Издали прокатился разнокалиберный перелай собак. Старик насторожился, прислушался: лают в поселке, – кого-то или что-то учуяли. Со стороны Редкого Кузьмина, из-за ограды одной из вилл, откликнулся мощный, басовитый голос, – гавкнул раза три и замолк, не желая участвовать в плебейской сваре.
Ноги
Опять же, что волки, что собаки – Божьи твари, тоже есть хотят. Что поделать, если природа у них хищная. И если они выбрали не ту корову. Не надо их ненавидеть. Их надо просто убить – выполнить неприятную и нелегкую работу.
Старик ждал.
Глава седьмая
Поминки оказались совсем простые: на столе стояла банка «эликсира жизни» на основе медицинского спирта, за столом сидели Эскулап с Капитаном. Эскулап разлил по второй и провозгласил незамысловатый тост:
– Ну, чтоб земля ему была пухом! Точнее, чтоб кремационная печь была… была… блин, чем бы она ему была бы, а? Короче, гори спокойно, дорогой товарищ….
Они выпили из лабораторных мензурок, не чокаясь.
Удобная, подумал Капитан, тара с делениями: пьешь и видишь, как приближаешься к своей норме. Однако, как ни странно, использование мензурок перебрать норму ничуть не мешает…
Он глотнул осторожно – чистого алкоголя в зелье процентов семьдесят, а то и больше, остальное – сахар и всевозможные добавки, призванные приглушить и замаскировать убойную крепость.

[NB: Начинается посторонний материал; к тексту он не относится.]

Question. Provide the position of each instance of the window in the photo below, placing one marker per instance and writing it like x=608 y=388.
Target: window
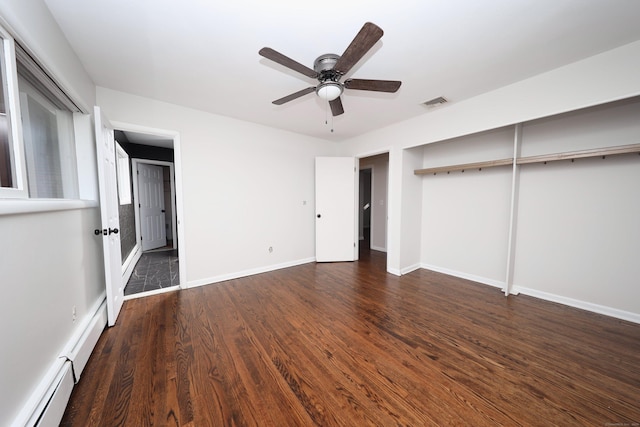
x=10 y=178
x=124 y=175
x=37 y=142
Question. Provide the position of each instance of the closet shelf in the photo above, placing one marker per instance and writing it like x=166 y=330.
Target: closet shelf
x=570 y=155
x=582 y=154
x=465 y=166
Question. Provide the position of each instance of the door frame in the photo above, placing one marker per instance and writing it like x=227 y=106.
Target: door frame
x=105 y=144
x=177 y=183
x=136 y=177
x=371 y=166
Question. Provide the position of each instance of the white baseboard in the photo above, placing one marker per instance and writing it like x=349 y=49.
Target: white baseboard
x=80 y=349
x=596 y=308
x=245 y=273
x=409 y=269
x=130 y=263
x=394 y=271
x=472 y=277
x=54 y=411
x=48 y=401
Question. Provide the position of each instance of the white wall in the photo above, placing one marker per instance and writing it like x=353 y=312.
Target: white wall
x=51 y=261
x=578 y=233
x=244 y=187
x=466 y=214
x=602 y=78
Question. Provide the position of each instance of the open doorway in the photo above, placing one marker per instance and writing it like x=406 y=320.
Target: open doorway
x=372 y=207
x=148 y=225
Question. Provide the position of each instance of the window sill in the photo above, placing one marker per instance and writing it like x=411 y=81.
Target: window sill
x=24 y=206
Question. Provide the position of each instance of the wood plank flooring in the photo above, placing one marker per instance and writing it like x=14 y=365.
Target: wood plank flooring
x=346 y=344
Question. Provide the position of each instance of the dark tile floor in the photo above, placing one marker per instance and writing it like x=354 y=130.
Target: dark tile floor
x=154 y=270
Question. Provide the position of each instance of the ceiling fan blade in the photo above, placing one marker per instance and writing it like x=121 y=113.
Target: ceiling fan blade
x=374 y=85
x=293 y=96
x=336 y=107
x=368 y=35
x=281 y=59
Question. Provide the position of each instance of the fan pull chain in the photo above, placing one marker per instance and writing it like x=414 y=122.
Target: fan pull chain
x=326 y=116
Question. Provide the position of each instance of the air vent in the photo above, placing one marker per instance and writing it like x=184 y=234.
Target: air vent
x=435 y=102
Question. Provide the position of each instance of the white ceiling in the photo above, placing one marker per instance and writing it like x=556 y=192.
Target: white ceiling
x=203 y=54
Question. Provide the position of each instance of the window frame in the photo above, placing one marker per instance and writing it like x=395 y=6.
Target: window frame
x=20 y=189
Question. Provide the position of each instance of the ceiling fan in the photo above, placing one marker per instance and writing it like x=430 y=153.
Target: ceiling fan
x=330 y=68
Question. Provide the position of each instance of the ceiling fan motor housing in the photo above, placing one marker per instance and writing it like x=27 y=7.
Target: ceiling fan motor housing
x=324 y=64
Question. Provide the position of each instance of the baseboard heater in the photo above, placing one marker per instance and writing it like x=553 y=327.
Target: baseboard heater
x=47 y=404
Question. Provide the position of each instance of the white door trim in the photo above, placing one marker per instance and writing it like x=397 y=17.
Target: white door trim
x=177 y=182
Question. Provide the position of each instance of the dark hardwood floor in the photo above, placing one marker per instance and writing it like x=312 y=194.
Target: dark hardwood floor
x=346 y=344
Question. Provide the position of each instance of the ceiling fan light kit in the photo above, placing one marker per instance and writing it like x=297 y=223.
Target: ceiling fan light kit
x=329 y=68
x=329 y=90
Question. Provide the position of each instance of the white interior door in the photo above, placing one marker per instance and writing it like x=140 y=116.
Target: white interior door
x=107 y=183
x=152 y=210
x=335 y=209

Эскулап, который не признавал слабых напитков (а к таковым он относил все, не дотягивающее до шестидесяти градусов), – и чья глотка давно загрубела от подобных собственноручно приготовляемых коктейлей, – Эскулап пил медленно, с видимым удовольствием и не торопился тянуться к закуске. Он погладил банку, конспирации ради украшенную узкой красной наклейкой «ОСТОРОЖНО: ЯД!», и сказал то, что на поминках говорить вроде и не полагалось:
– Хороший был парень Витя. Но – слабак! И дурак, если по большому счету…
– Потому что застрелился? – осторожно спросил Капитан и налил еще по одной.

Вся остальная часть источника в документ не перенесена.